Em Berlim ou no contato que o sr. está tendo com au toridades mundiais, em algum momento ouviu a idéia de administrar melhor o câmbio internacional como se fez naquele acordo do Hotel Plaza, em 1985, ou o câmbio mundial vai ficar solto?

A tendência é fazer os acertos fiscais e monetários e deixar o câmbio flutuar. Uma coordenação cambial é pouco provável porque mexer no câmbio produz desacertos.

A crise do dólar já está provocando migração de recursos para países emergentes. A Colômbia acaba de impor condições a entrada de capitais. O governo pensa em fazer a mesma coisa?

A nossa economia não está necessitando de medidas heterodoxas. Se tivermos mais capitais externos, podemos refazer as reservas. É preciso que haja um ajuste de preços relativos no mundo. Formar reservas é um jeito de tirar proveito disso.

O Banco Central não está conseguindo inverter essa tendência de valorização do real.

Nem vai tentar.

Mas decidiu intervir e, aparentemente, não está conseguindo o efeito desejado. O governo não pode impor um prazo de carência para conversão de dólares em reais, ou impor um IOF nessa conversão?

Não.

Nesse caso, a opção mais correta não seria baixar os juros para impedir que os exportadores antecipem a troca de dólares por reais e apliquem o dinheiro no mercado financeiro, onde ganhariam mais?

Eu não me pronuncio sobre as medidas que devem ser adotadas pelo Banco Central.

Que livros o sr. leu este ano e quais os que mais o impressionaram?

Li o Lições Americanas, do Ítalo Calvino, que todo político deveria ler. Depois, li o livro do atual economista-chefe do FMI, Salvando o Capitalismo dos Capitalistas.

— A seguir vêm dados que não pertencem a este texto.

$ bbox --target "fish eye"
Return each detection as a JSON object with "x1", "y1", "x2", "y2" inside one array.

Li Sobre Meninos e Lobos. Estou lendo o livro do Gabriel García Márquez, Memorias de Mis Tristes Putas. Muito bom...

O sr. já viu o filme Entreatos?

Gostei. Acho que o diretor teve sabedoria. Ele contava com cenas maravilhosas externas da campanha, mas teve coragem de não usar. Não foi populista. Procurou dar ao seu público não as cenas mais emocionantes, mas as mais íntimas. Nisso ele teve sucesso. O público brasileiro vai ver o quanto do seu presidente é de carne e osso e quanto ele é uma pessoa sincera e transparente. O filme é bom para o País e para o presidente.

O sr foi ator coadjuvante em várias cenas...

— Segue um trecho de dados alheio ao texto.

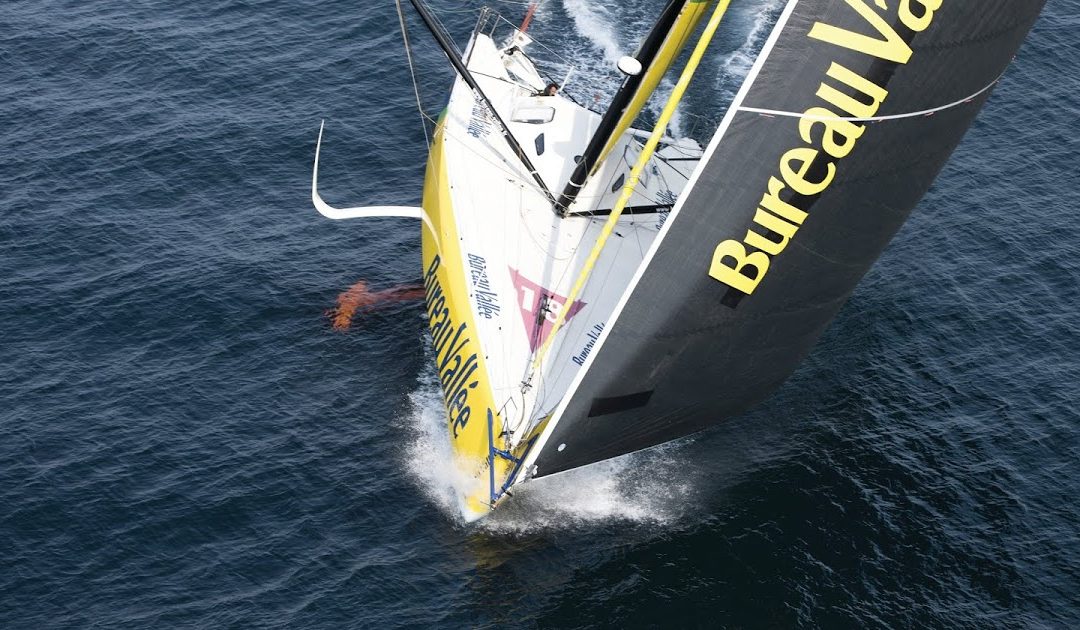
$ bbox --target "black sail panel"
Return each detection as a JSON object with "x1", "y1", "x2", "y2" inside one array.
[{"x1": 536, "y1": 0, "x2": 1043, "y2": 477}]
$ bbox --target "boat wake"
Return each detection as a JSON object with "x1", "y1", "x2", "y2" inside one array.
[{"x1": 405, "y1": 365, "x2": 697, "y2": 534}]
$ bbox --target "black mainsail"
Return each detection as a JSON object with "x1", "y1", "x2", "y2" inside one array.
[{"x1": 527, "y1": 0, "x2": 1044, "y2": 477}]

Fui apanhado em cenas de medicina explícita (risos). Gostei muito do filme do (Quentin) Tarantino, Kill Bill 1 e 2. Assisti quase todos os filmes brasileiros novos. Gostei muito. Diários de Motocicleta não consegui ver .

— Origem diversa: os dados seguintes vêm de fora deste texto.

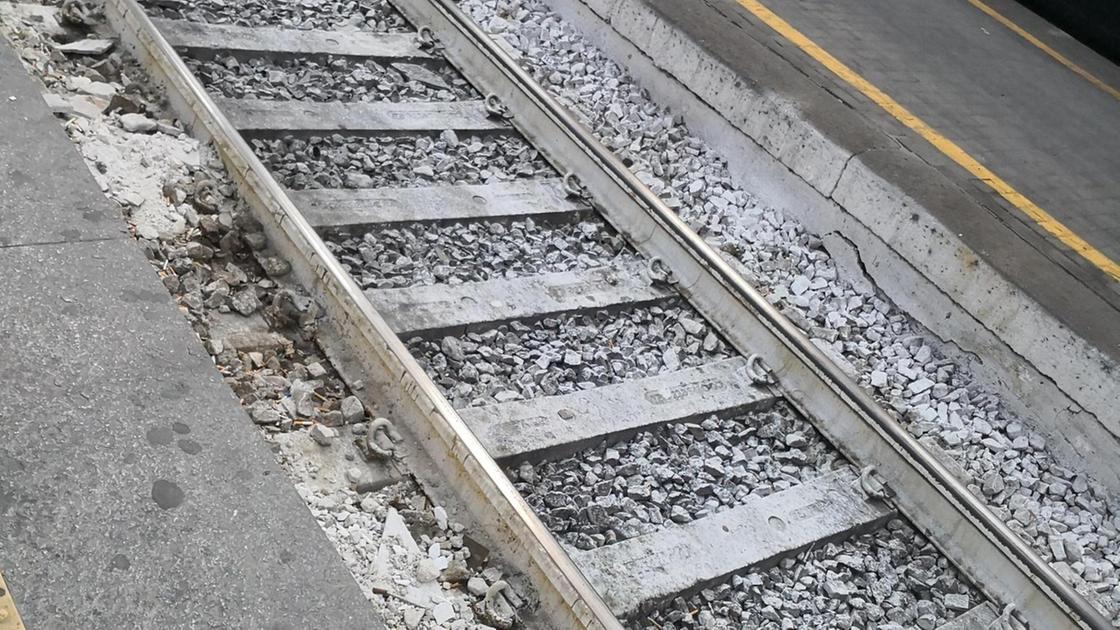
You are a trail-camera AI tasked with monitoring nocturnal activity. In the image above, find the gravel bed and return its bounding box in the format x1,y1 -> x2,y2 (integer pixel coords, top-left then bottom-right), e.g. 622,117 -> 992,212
252,130 -> 556,189
409,300 -> 731,408
140,0 -> 411,33
0,8 -> 535,630
184,54 -> 480,103
326,212 -> 637,289
507,404 -> 843,549
627,520 -> 984,630
460,0 -> 1120,627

O sr. defende intervenção na Varig?

Não. Acho que o governo deve procurar uma solução de mercado. Ou é solução de mercado ou não é. O governo não pode se responsabilizar pelas dificuldades de nenhuma empresa. Se isso fosse regra, quebraríamos o Estado brasileiro.

O que seria uma solução de mercado para a Varig?

Estamos estudando. O governo deve ajudar a buscar uma solução, pela sensibilidade do setor de aviação e pela importância da Varig. O governo deve ajudar, mas não pode ficar salvando empresas.